Ab initio potential energy surfaces for He–Cl2, Ne–Cl2, and Ar–Cl2

Abstract

The three-dimensional ground state potential energy surfaces for He–Cl2, Ne–Cl2, and Ar–Cl2 have been calculated using the single and double excitation coupled-cluster approach with noniterative perturbational treatment of triple excitations [CCSD(T)]. Calculations have been performed with the augmented correlation consistent triple zeta basis sets supplemented with an additional set of bond functions. Single point calculations for approximate minima have also been performed with several other basis sets including the quadruple zeta basis set (aug-cc-pVQZ) with bond functions. For He–Cl2 and Ar–Cl2 the CCSD(T) results show that the linear configuration is lower in energy than the T-shaped one. For Ne–Cl2 the CCSD(T) approach predicts the T-shaped configuration to be lower in energy. The linear configuration has been found to be more sensitive than the T-shaped one to the changes of the Cl–Cl bond length with the interaction becoming weaker when the Cl–Cl bond length is shortened from its equilibrium value and stronger when it is lengthened.

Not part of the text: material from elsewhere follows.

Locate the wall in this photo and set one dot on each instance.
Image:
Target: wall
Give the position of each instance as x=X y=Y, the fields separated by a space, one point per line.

More detailed analysis shows that sensitivity of component energies such as exchange, dispersion, and induction is much greater than that of supermolecule results. The interaction in the T-shaped configuration becomes slightly stronger for shorter Cl–Cl bonds. For He–Cl2 and Ar–Cl2 the larger zero-point vibrational energy of the linear configuration is responsible for making the T-shaped configuration the ground vibrational state. Vibrational effects further increase the difference in energy between the ground state T-shaped configuration of Ne–Cl2 and its linear counterpart.